The vast airspace over the Russian frontier and the combat-ready atmosphere of the Cold War required the Soviet Army to keep large collections of mobile surface to air missile platforms on hand. To further its reach, these systems were often times sold overseas to allied nations or satellite parties within the Soviet sphere of influence - intended to create all manner of headaches for Western warplanners, primarily the Americans. In 1970, the Soviet Army ushered in the SA-6 "Gainful" tracked mobile missile-based anti-aircraft system to counter low-to-medium flying threats - principally low-flying aircraft and helicopters. In the early 1970s, however, thought was already being given to complementing the existing system with a more advanced type capable of engaging all manner of threats at medium altitudes including cruise missiles. In 1972, Soviet government commissioned for such a system and its design would serve both land- and sea-based assets - the former in its basic tracked form and the latter in launcher only.
One of the key design detriments of the SA-6 Gainful series was multiple launchers reliant on a single fire control radar. The new missile system would, therefore, feature its own integrated fire control radar for improved tactical value. The 9M38 "Buk" missile was designed for placement atop a tracked chassis containing six double-tired road wheels to a track side with a rear-mounted drive sprocket. The completed system would sport a 360-degree traversing launch platform (with powered elevation) mounting 4 x 9M38 missiles.
The new missile system was evaluated during a period spanning 1977 into 1979 to which limited examples made their way into Soviet Army service in time until the system was formally cleared for service in 1980 (designated as the "9K37-1 Buk-1"). The requisite navalized variant became the 3S-90 "Uragan" and this followed in 1983. Recognition by NATO observers in the West produced the SA-11 "Gadfly" designation.
The complete systems package was designed around the 9M38 missile (later the 9M317 missile) which was powered by a solid propellant rocket motor. It sported an operational range out to 20 miles with a defended airspace up to 46,000 feet. The missile relied upon a semi-active radar homing guidance suite and detonated through a radar-based proximity fuse utilizing a fragmentation-high-explosive warhead in the nose cone. Stabilization fins were noted along the missile sides. Overall weight of individual missiles was 700kg. Each missile sported a running length of 5.55 meters. The benefit of such a system was its capability to be fired from various launch platforms not limited to a mobile, land-based vehicle. As such, fixed and naval variants could be developed from the basic design.

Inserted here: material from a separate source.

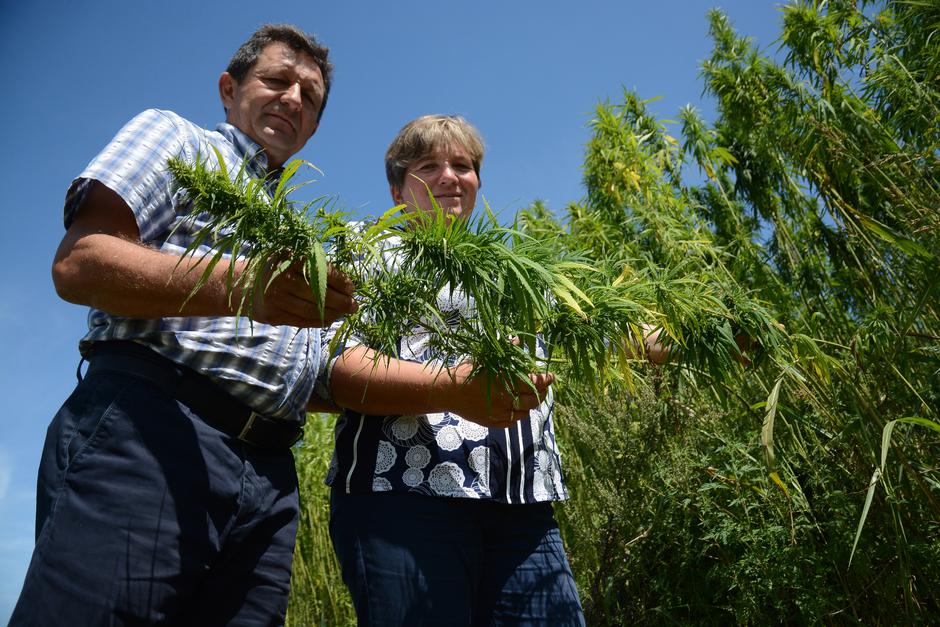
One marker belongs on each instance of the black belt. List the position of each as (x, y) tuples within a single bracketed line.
[(208, 401)]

By 1983, the 9K37 family was modernized which subsequently led to development and acceptance of and improved missile with improved radar and further protection from enemy jamming signals intended to disrupt the service. The Soviet Army formally adopted this version in 1983 and an export mark then followed. Another modernization effort introduced an improved missile type - the 9M317 - that saw acceptance in 1998 and forced NATO to create the all-new SA-17 "Grizzly" designation to differentiate the two major production types. The Grizzly had the capability to track and intercept ballistic missiles in-air so range, accuracy and power were all improved. The land-based variant also ushered in an equivalent navalized form. A new missile with advanced capabilities was introduced in 2007. A vertical launch unit has also been developed.
9K37 weapons were credited with the downing of at least four Georgian aerial drones during the fighting between Russia and Georgia during the South Ossetia War of 2008. Conversely, Georgian 9K37 systems downed four Russian aircraft in turn. During the conflict, the 9K37 proved its value to a very good extent. Despite its 1970s origins, the modernized forms could still keep pace with more modern aircraft and their respective countermeasures.
Belarus and China have both produced localized copies of the Soviet/Russian 9K37 missile defense family. Both have been modernized in their own respective ways to keep them viable on the modern battlefield. Global operators of the Soviet/Russian design proper have included Belarus, China, Cyprus, Egypt, Finland, Georgia (by way of Ukraine), North Korea, Syria, Ukraine, and Venezuela. Russia maintains approximately 250 examples on hand.